Despite public opposition to the plan, on February 7 the ODA adopted a modification of the proposed administrative rule that will allow some level of canola planting in the valley. In response, the non-profit group Friends of Family Farmers (FFF) – which has led the anti-canola fight – and their allies are rolling up their sleeves for a new grassroots campaign in support of a new law reinstating the area-wide canola ban.
Current House Bill 2427, entitled the “Willamette Valley Canola Ban”, would block any canola planting in “Clackamas, Linn, Marion, Multnomah, Polk, Washington and Yamhill Counties and the portion of Benton and Lane Counties lying east of the summit of the Coast Range.” FFF’s Leah Rodgers says that while legislators are voicing support for the local seed industry, many are leery of the idea of a ban and used to deferring to the experts at the ODA.
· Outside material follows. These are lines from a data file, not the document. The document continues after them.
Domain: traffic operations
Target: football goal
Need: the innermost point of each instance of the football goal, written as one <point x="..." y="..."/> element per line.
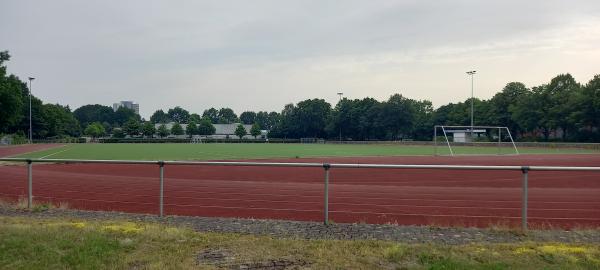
<point x="473" y="140"/>
<point x="312" y="140"/>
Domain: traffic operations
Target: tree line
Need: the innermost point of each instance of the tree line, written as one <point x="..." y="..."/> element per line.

Rodgers says that FFF’s efforts will target key key legislators to get behind the bill and/or offer amendments to smooth its passage. HB 2427 will receive a committee hearing later this month. The state senate also has a version of the bill, SB 433.
It appears that public pressure to protect the local specialty seed industry may be key to deciding the matter. Even the ODA responded to the grassroots campaign against canola when issuing the final version of its new rule, limiting the areas in the valley where canola can be planted. “Following the extensive amount of public comments received, we have made modifications to what was proposed in order to give greater assurance that our specialty seed growers in the Willamette Valley are not harmed by canola production,” ODA Director Katy Coba wrote in a press release announcing the new rule.
Frank Keogh, a Philomath area organic vegetable seed farmer, published his letter to the 14 legislators who might see the bill in committee on the blog Good Stuff Northwest. It’s worth taking a look at.
It’s also worth noting that when the ODA announced a temporary rule allowing canola planting last summer, FFF and others were able to block the rule in court. The State Court of Appeals ruled that the petitioners “demonstrated a sufficient likelihood of severe and irremediable harm” to seed growers should canola be planted as planned.
But that temporary victory proved costly. FFF and its fellow petitioners paid over $50,000 to keep canola out of the Willamette Valley for six months. While they are investigating the legal options to reinstate the canola ban, small farm supporters are pinning their major hopes on Oregon’s lawmakers.